Friday, 19 December 2008

Celebrity Chess - Stanley Kubrick on 'The Shining' (Film) and Chess


Stanley Kubrick (1928 - 1999):

Stanley Kubrick was a brilliant, yet reclusive, American film director, screenwriter and producer. He was taught chess by his father at around the age of 12 years, and maintained an interest in the game throughout his life. This chess excerpt comes from an interview with Stanley Kubrick on the film 'The Shining' - from the book "Kubrick" by the film critic Michel Ciment.

You are a chess-player and I wonder if chess-playing and its logic have parallels with what you are saying?

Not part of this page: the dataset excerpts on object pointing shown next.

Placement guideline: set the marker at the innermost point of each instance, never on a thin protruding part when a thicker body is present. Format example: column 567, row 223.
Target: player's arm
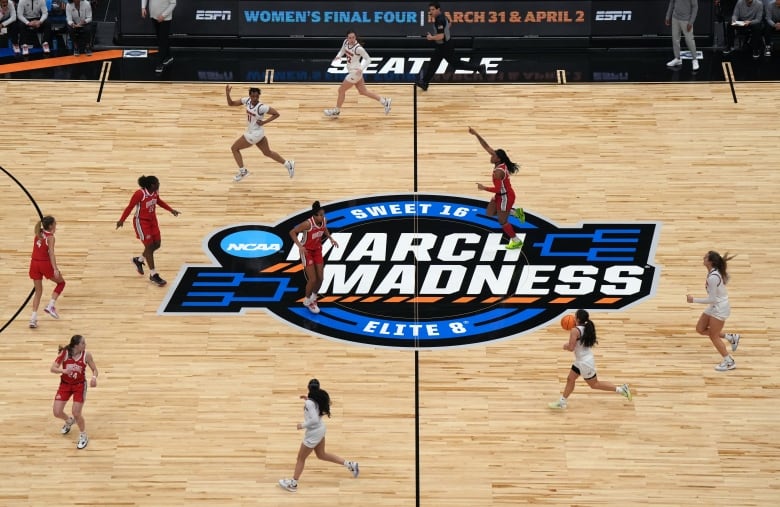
column 91, row 363
column 482, row 142
column 272, row 113
column 52, row 257
column 231, row 102
column 302, row 227
column 164, row 205
column 134, row 200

First of all, even the greatest International Grandmasters, however deeply they analyse a position, can seldom see to the end of the game. So their decision about each move is partly based on intuition. I was a pretty good chess-player but, of course, not in that class. Before I had anything better to do (making movies) I played in chess tournaments at the Marshall and Manhattan Chess Clubs in New York, and for money in parks and elsewhere. Among a great many other things that chess teaches you is to control the initial excitement you feel when you see something that looks good. It trains you to think before grabbing, and to think just as objectively when you're in trouble. When you're making a film you have to make most of your decisions on the run, and there is a tendency to always shoot from the hip. It takes more discipline than you might imagine to think, even for thirty seconds, in the noisy, confusing, high-pressure atmosphere of a film set. But a few seconds' thought can often prevent a serious mistake being made about something that looks good at first glance. With respect to films, chess is more useful preventing you from making mistakes than giving you ideas. Ideas come spontaneously and the discipline required to evaluate and put them to use tends to be the real work.

Did you play chess on the set of The Shining as you did on Dr. Strangelove (with George C. Scott) and on 2001?

I played a few games with Tony Burton, one of the actors in the film. He's a very good chess-player. It was very near the end of the picture and things had gotten to a fairly simple stage. I played quite a lot with George C. Scott during the making of Dr. Strangelove. George is a good player, too, but if I recall correctly he didn't win many games from me. This gave me a certain edge with him on everything else. If you fancy yourself as a good chess-player, you have an inordinate respect for people who can beat you.